“All changes made to an environment must be approved by managers.”
“Applications can be updated only during predefined times.”
Familiar statements … right? You might be wondering why I mentioned testing explicitly at the title. In fact, testing is implicitly included in all steps. Security audit is also just one kind of testing. Tester(s) are quite often the ones who get the blame if applications can’t go live due to the detection of bugs. So it’s preventing “everything nice”.
Luckily, there are some companies that think differently. In those companies it’s enough that the code is in version control and automated tests pass to install new version to production. Without any human intervention. Also improvements or fixes for the application can be made quicker. It’s enough to notice something that needs to be changed (improvement, error) in the application and tell that to product team. The feature can be fixed or implemented to production much faster than most people can expect.
So, the good part is that we clearly see quick fixes and new features. This can be also seen as a problem. So first thing to do is to trust each other. E.g. that developers do not make mindless implementations, and are able to fix things successfully.
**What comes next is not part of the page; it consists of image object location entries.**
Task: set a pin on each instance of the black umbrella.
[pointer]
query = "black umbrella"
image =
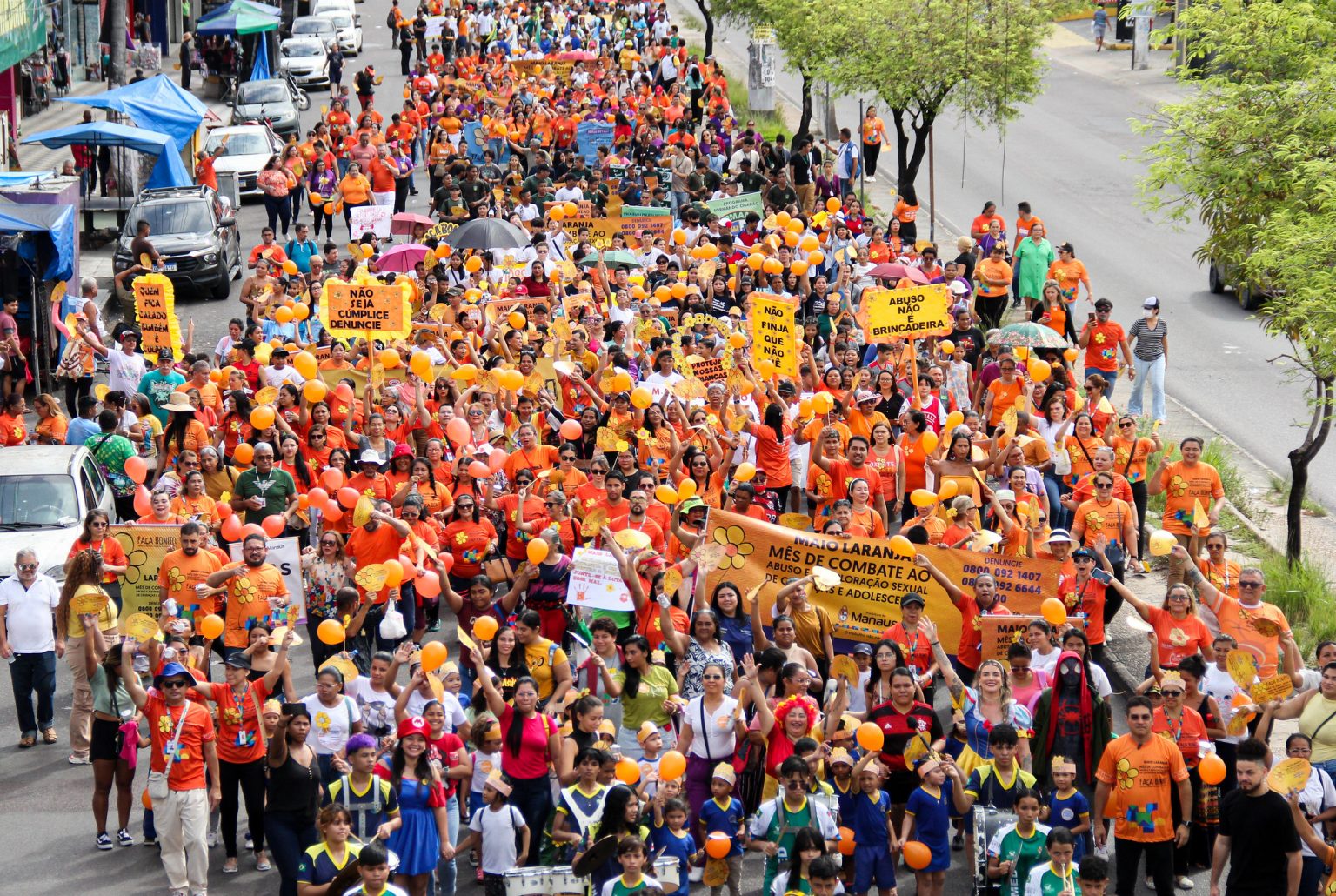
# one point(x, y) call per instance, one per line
point(488, 232)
And also that business people can make decisions, without getting approvals from some steering groups or committees.
So, in a nutshell:
- Trust people and let them do things that they’re good at
- Trust that people are doing things the correct way and verifying that the results of their work, works.
- Help people by removing obstacles instead of creating those.
- Use time for doing things, not for building (manual) safety nets.
All this is part of DevOps, so why not to try that yourselves?